What now for the telecom sector? It is now clear that the price war in the telecom sector is over and we now have a clear cartel of three major private players operating together to jack up prices. They have raised the price of calls in tandem for both voice and data after this judgement, while the government ponders over what further relaxations they require to survive the self inflicted wound of non-payment of full license fees. The announcements of all the private players have come on the same day; and though there are some differences in tariffs, they are all of the same order. This is clear collusive behaviour. Jio has now emerged as the market leader with its share of subscribers overtaking Airtel and IdeaVodafone. With its financial clout, it will now set the terms for the other two private players.

BSNL and MTNL, the State run companies are in deep financial trouble with the government – and this is successive governments – running them to the ground and forcing them to offer benefits to private players. But if they also fold or follow in the path of Air India, the people will have no protection from the new telecom cartel that has now emerged from the price wars.

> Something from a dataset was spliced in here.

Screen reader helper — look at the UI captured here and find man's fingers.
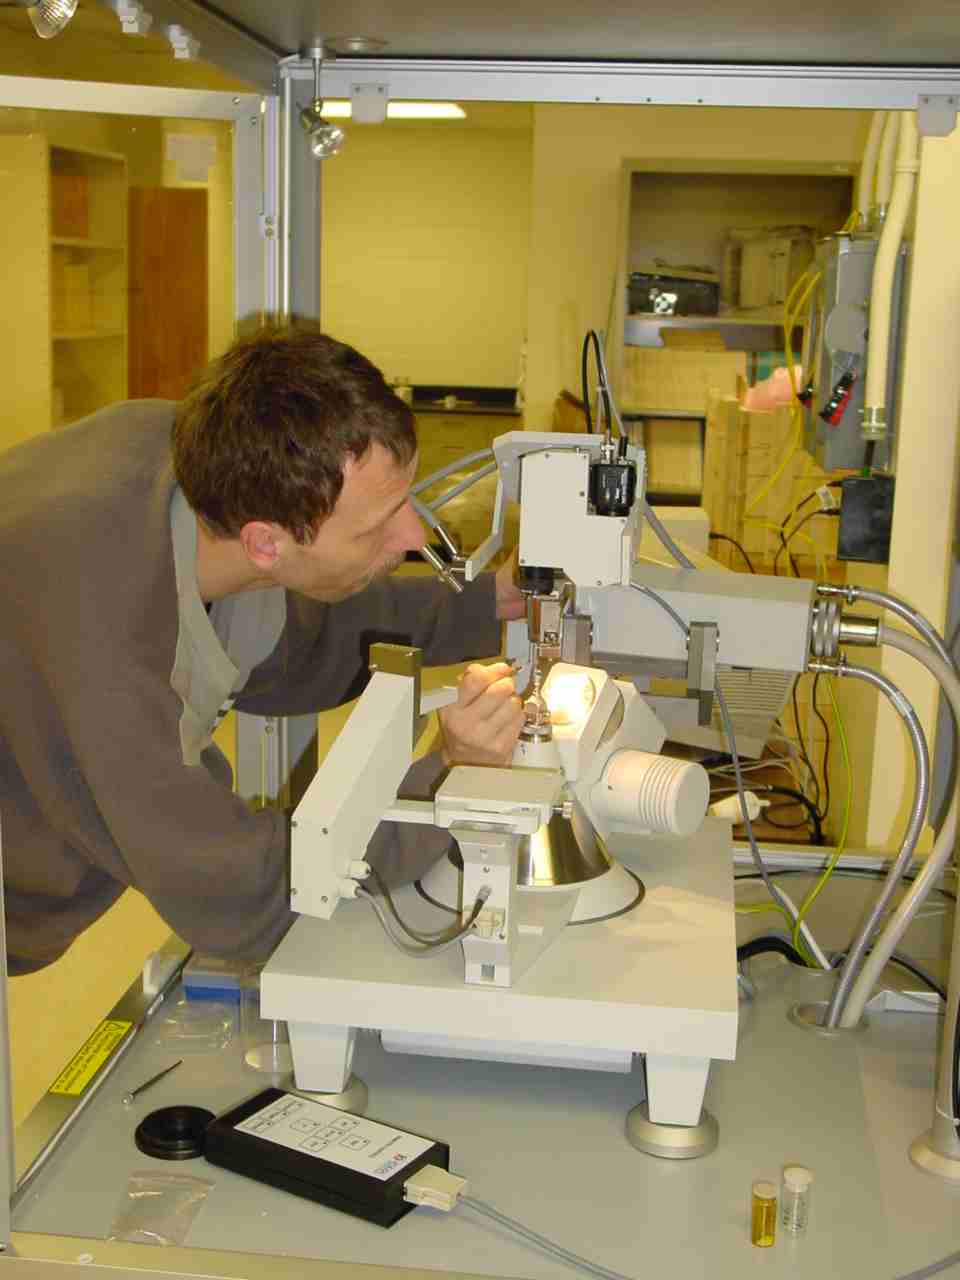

We will examine Jio’s telecom business separately as it deserves an independent treatment. Its business model has been to use its huge cash reserve from other activities to create a new monopoly. It is banking not just on telecom subscribers, but on other businesses that it wants to build on this infrastructure. It is planning to leverage its telecom infrastructure to create a new data and entertainment monopoly – Netflix meets Amazon and Google – a new data monopoly that is built on its underlying telecom monopoly. This is the threat it poses to our future, that all our interactions with the outside world will pass through Jio. We will increasingly live through Jio. But that is a story for another day.